This project focuses on analyzing sentiment in IMDB movie reviews using embeddings from pre-trained BERT models. The workflow encompasses data preprocessing, model training, hyperparameter tuning, and model evaluation.
- Dependencies
- Dataset
- Model Architecture
- Training Process
- Hyperparameter Tuning
- Model Evaluation
- Usage
- Python 3.8+
- TensorFlow 2.x
- Hugging Face Transformers
- Optuna (for hyperparameter tuning)
- TQDM (for progress bar)
To install these dependencies, run:
pip install tensorflow transformers optuna tqdm
We use the imdb_reviews
dataset from TensorFlow Datasets. Depending on whether the script is in testing or production mode, a different percentage of the dataset is used.
The project utilizes embeddings from three different BERT models:
- BERT Base (Uncased)
- RoBERTa Base
- DistilBERT
These embeddings are concatenated and fed into a custom Multi-Layer Perceptron (MLP) for binary classification (positive or negative review).

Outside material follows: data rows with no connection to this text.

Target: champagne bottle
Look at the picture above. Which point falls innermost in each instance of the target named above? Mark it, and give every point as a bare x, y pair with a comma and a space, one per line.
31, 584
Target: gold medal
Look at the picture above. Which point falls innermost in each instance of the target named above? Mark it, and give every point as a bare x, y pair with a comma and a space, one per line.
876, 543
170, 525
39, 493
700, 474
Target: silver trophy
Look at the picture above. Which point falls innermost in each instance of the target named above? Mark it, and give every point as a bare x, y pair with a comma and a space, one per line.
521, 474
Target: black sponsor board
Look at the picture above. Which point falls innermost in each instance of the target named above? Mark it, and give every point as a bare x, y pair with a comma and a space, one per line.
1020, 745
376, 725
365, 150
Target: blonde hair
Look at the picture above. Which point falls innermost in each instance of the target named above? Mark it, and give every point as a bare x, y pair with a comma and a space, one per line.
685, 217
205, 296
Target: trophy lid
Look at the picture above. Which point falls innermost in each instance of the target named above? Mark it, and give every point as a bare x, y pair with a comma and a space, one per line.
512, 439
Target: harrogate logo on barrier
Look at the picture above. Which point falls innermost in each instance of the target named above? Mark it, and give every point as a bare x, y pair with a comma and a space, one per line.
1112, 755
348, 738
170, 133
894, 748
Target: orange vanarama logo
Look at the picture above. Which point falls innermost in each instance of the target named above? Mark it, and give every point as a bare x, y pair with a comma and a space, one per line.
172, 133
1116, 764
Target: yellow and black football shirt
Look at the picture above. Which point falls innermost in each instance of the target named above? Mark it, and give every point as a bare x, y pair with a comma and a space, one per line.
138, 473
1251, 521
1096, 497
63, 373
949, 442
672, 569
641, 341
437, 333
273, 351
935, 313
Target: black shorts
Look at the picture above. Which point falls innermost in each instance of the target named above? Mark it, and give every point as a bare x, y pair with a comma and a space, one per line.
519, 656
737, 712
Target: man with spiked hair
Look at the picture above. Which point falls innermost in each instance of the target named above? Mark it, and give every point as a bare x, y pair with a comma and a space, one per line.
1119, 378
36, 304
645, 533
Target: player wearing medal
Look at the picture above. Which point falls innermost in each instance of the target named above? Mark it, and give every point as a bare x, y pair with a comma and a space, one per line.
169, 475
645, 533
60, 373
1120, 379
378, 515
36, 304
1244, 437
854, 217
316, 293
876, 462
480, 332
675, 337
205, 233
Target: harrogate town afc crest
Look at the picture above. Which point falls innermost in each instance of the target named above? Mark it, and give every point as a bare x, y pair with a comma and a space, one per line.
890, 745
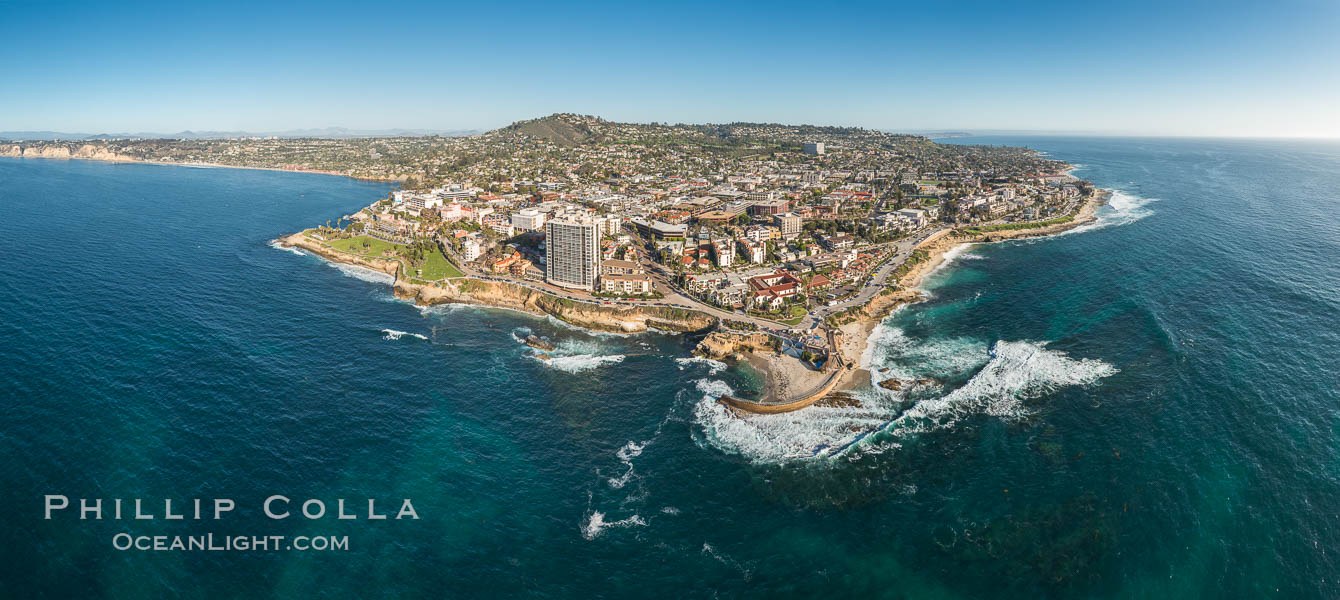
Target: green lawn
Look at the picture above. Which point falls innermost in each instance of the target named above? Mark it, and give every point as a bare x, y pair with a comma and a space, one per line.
355, 245
434, 265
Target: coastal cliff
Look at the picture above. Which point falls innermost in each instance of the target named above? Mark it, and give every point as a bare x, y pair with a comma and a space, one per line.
86, 152
519, 297
588, 315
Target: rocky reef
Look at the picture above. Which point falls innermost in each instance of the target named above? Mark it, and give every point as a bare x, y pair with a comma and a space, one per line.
519, 297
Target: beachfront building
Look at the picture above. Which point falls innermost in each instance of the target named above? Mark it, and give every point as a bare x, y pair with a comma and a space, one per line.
626, 284
469, 251
528, 220
572, 253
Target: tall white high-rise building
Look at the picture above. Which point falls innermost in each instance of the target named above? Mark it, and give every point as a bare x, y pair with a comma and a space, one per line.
572, 253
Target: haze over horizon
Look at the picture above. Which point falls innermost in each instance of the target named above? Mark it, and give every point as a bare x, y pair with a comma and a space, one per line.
1185, 68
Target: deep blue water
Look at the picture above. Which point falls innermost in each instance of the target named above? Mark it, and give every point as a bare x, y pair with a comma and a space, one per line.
1142, 409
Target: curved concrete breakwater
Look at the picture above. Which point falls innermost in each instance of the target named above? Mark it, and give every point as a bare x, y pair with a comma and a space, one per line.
847, 343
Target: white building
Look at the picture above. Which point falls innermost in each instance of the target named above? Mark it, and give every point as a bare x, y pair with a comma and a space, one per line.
528, 220
572, 253
724, 251
469, 251
788, 222
753, 251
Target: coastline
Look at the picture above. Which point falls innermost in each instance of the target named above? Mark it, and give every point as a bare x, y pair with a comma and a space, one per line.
940, 247
89, 153
594, 316
784, 375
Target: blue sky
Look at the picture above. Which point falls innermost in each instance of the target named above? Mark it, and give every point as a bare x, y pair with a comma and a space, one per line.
1175, 68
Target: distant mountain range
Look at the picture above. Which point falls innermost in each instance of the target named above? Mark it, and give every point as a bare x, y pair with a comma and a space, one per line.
295, 133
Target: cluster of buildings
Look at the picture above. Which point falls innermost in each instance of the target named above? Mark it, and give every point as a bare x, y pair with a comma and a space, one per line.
807, 217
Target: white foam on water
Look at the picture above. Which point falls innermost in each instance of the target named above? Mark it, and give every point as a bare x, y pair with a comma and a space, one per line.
1009, 374
591, 332
910, 359
520, 334
576, 355
582, 362
595, 524
626, 454
363, 273
276, 245
788, 435
1123, 208
949, 257
713, 366
708, 549
397, 334
1016, 371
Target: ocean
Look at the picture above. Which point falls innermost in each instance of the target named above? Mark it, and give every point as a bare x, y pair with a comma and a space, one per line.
1147, 406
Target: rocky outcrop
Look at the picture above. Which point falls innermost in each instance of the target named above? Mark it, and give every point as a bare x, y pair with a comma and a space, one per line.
539, 343
89, 152
720, 344
300, 240
519, 297
588, 315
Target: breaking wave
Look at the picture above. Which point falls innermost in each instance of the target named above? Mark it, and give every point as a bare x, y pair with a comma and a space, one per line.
397, 334
713, 366
595, 524
1007, 375
363, 273
574, 356
626, 454
1122, 209
276, 245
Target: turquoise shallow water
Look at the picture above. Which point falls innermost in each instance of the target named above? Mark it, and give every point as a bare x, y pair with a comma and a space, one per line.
1143, 409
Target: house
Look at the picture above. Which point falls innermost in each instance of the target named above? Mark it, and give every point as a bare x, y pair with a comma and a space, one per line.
625, 284
772, 291
619, 267
469, 249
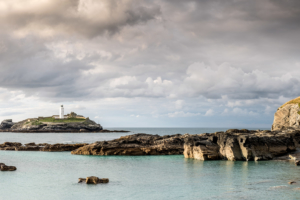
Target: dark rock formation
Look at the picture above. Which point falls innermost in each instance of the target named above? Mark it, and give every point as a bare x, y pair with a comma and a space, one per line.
34, 125
3, 167
93, 180
6, 124
288, 115
241, 145
15, 146
138, 144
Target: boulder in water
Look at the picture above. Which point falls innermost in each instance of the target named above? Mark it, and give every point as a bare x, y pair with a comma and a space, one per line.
3, 167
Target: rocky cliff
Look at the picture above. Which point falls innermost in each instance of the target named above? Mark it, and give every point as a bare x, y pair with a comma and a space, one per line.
36, 125
241, 145
287, 116
230, 145
138, 144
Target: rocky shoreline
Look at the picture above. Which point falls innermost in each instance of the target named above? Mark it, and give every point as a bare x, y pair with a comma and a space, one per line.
232, 145
35, 126
16, 146
62, 131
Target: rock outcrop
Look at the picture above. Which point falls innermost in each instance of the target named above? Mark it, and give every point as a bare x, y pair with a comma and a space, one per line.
3, 167
138, 144
35, 125
93, 180
241, 145
15, 146
6, 124
287, 116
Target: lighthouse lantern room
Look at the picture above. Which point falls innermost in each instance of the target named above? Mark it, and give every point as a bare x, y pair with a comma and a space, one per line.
61, 112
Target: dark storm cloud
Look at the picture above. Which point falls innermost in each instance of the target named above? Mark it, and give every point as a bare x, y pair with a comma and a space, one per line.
87, 18
176, 49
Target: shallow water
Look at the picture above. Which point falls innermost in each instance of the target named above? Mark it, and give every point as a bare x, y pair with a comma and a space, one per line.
47, 175
54, 175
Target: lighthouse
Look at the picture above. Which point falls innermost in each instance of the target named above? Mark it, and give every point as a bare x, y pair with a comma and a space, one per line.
61, 112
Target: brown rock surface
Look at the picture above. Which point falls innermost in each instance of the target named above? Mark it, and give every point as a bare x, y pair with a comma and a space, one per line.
138, 144
94, 180
287, 115
40, 147
3, 167
241, 145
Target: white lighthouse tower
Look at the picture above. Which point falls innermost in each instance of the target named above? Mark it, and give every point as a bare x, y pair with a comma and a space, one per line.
61, 112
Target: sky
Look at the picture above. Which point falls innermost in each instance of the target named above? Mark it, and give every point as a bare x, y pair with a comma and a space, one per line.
150, 63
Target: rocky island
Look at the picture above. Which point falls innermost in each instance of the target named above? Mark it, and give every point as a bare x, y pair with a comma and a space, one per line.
56, 123
235, 144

- Embedding Generation: The reviews are tokenized and passed through the BERT models to generate embeddings.
- Data Preparation: The embeddings and labels are converted into TensorFlow Datasets.
- MLP Training: A binary MLP is trained on these embeddings.
Optuna is used for hyperparameter optimization. The script will search for the best combination of:
- Number of layers
- Initial number of neurons
- Dropout rate
- Activation function
- Neuron scaling factor
The search space and trial count can be adjusted based on whether the script is in testing or production mode.
The model's performance is evaluated using accuracy on the test dataset. The script prints out the test score and accuracy upon completion.
The script can be run in either testing or production mode. In testing mode, a smaller subset of the dataset is used, and fewer trials are run for hyperparameter tuning. In production mode, the full dataset and a larger number of trials are used.
To run the script, use:
python script_name.py [--testing]
The --testing
flag is optional and runs the script in testing mode.
Note: The code saves the best model as 'savedModel.h5', which can be loaded for later use or inference. Ensure TensorFlow is properly installed to load and use the saved model.